AlexMennen comments on Clarifying Consequentialists in the Solomonoff Prior

AlexMennen 11 Jul 2018 18:24 UTC
LW: 3 AF: 2
0
AF
I’m not convinced that the probability of S’ could be pushed up to anything near the probability of S. Specifying an agent that wants to trick you into predicting S’ rather than S with high probability when you see their common prefix requires specifying the agency required to plan this type of deception (which should be quite complicated), and specifying the common prefix of S and S’ as the particular target for the deception (which, insofar as it makes sense to say that S is the “correct” continuation of the prefix, should have about the same “natural” complexity as S). That is, specifying such an agent requires all the information required to specify S, plus a bunch of overhead to specify agency, which adds up to much more complexity than S itself.
- paulfchristiano 12 Jul 2018 1:44 UTC
  LW: 7 AF: 3
  0
  AF Parent
  specifying the agency required to plan this type of deception (which should be quite complicated)
  Suppose that I just specify a generic feature of a simulation that can support life + expansion (the complexity of specifying “a simulation that can support life” is also paid by the intended hypothesis, so we can factor it out). Over a long enough time such a simulation will produce life, that life will spread throughout the simulation, and eventually have some control over many features of that simulation.

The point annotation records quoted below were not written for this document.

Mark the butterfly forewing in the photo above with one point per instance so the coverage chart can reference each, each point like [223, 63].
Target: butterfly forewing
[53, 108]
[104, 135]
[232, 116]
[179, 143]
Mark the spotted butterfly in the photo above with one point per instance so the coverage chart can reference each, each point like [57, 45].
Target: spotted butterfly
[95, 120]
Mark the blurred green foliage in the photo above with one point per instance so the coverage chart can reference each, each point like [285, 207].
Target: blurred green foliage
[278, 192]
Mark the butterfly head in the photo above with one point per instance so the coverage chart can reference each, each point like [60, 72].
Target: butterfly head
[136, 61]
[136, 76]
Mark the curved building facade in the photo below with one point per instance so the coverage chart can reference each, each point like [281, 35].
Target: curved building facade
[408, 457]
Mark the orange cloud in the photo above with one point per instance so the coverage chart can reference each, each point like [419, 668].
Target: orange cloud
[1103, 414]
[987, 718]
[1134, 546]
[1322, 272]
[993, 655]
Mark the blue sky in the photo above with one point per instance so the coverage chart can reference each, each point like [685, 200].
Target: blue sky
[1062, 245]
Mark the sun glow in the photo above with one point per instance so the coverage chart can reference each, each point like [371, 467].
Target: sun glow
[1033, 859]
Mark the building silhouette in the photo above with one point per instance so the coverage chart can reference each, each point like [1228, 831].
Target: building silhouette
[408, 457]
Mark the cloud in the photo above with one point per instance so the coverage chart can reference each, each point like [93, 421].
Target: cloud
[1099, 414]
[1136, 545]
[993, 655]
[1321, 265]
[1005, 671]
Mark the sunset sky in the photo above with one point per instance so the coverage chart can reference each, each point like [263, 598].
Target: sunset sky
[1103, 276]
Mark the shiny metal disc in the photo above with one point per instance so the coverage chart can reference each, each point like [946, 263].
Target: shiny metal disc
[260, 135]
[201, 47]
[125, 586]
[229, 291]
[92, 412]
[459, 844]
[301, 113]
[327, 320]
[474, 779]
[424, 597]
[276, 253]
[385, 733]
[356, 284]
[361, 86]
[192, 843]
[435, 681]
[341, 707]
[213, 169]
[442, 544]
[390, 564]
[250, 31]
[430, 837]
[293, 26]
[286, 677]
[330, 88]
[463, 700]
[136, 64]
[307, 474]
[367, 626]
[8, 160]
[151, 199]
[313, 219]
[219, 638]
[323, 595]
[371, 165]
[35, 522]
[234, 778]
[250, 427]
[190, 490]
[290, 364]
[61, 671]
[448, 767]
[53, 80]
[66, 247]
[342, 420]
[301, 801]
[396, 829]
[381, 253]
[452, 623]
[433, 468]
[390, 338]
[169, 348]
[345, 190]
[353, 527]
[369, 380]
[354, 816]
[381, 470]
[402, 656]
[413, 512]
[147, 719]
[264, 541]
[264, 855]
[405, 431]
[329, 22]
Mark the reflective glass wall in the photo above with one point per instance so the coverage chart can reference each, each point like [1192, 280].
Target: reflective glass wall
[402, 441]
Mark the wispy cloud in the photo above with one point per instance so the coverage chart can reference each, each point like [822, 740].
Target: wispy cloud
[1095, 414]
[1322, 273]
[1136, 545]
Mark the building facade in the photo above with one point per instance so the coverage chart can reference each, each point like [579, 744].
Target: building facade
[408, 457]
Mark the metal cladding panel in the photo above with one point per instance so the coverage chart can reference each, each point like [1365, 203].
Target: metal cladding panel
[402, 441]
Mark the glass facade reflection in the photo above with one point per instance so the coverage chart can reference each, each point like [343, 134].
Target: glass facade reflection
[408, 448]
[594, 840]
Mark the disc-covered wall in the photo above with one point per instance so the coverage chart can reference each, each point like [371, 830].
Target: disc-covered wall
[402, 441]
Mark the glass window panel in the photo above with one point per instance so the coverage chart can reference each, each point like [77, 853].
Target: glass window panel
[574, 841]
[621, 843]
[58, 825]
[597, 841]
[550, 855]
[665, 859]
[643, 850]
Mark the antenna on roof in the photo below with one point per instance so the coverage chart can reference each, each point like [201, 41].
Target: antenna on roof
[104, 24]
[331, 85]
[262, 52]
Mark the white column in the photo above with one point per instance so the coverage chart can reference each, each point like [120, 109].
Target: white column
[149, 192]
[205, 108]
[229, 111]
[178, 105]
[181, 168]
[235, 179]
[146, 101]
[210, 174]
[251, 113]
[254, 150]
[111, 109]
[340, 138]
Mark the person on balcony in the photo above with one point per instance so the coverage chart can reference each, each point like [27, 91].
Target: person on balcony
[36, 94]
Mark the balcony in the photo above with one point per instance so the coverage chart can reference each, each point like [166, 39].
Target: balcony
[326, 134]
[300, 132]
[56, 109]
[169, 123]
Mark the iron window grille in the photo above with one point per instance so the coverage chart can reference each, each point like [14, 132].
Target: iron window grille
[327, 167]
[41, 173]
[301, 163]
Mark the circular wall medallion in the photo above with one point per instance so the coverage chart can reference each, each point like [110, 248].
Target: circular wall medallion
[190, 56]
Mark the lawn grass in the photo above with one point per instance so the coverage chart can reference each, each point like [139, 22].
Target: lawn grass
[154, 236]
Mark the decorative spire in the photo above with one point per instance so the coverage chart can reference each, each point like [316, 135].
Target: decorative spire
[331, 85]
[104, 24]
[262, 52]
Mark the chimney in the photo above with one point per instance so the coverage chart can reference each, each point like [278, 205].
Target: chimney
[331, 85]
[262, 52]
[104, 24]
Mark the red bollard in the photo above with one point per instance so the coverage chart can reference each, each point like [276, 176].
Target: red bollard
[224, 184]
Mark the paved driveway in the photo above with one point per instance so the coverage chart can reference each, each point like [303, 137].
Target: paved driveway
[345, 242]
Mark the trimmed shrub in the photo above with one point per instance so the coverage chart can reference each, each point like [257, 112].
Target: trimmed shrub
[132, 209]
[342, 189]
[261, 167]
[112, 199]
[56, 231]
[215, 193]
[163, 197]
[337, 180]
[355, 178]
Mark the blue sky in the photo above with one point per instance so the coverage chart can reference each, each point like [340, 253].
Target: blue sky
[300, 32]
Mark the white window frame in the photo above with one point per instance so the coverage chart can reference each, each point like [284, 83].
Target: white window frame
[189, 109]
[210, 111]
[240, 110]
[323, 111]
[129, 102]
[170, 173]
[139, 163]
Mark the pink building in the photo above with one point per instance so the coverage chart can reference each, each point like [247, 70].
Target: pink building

  And specifying the common prefix of S and S’ as the particular target for the deception (which, insofar as it makes sense to say that S is the “correct” continuation of the prefix, should have about the same “natural” complexity as S)
  Once you’ve specified the agent, it just samples randomly from the distribution of “strings I want to influence.” That has a way lower probability than the “natural” complexity of a string I want to influence. For example, if 1/quadrillion strings are important to influence, then the attackers are able to save log(quadrillion) bits.
  - AlexMennen 12 Jul 2018 3:46 UTC
    LW: 2 AF: 1
    0
    AF Parent
    Suppose that I just specify a generic feature of a simulation that can support life + expansion (the complexity of specifying “a simulation that can support life” is also paid by the intended hypothesis, so we can factor it out). Over a long enough time such a simulation will produce life, that life will spread throughout the simulation, and eventually have some control over many features of that simulation.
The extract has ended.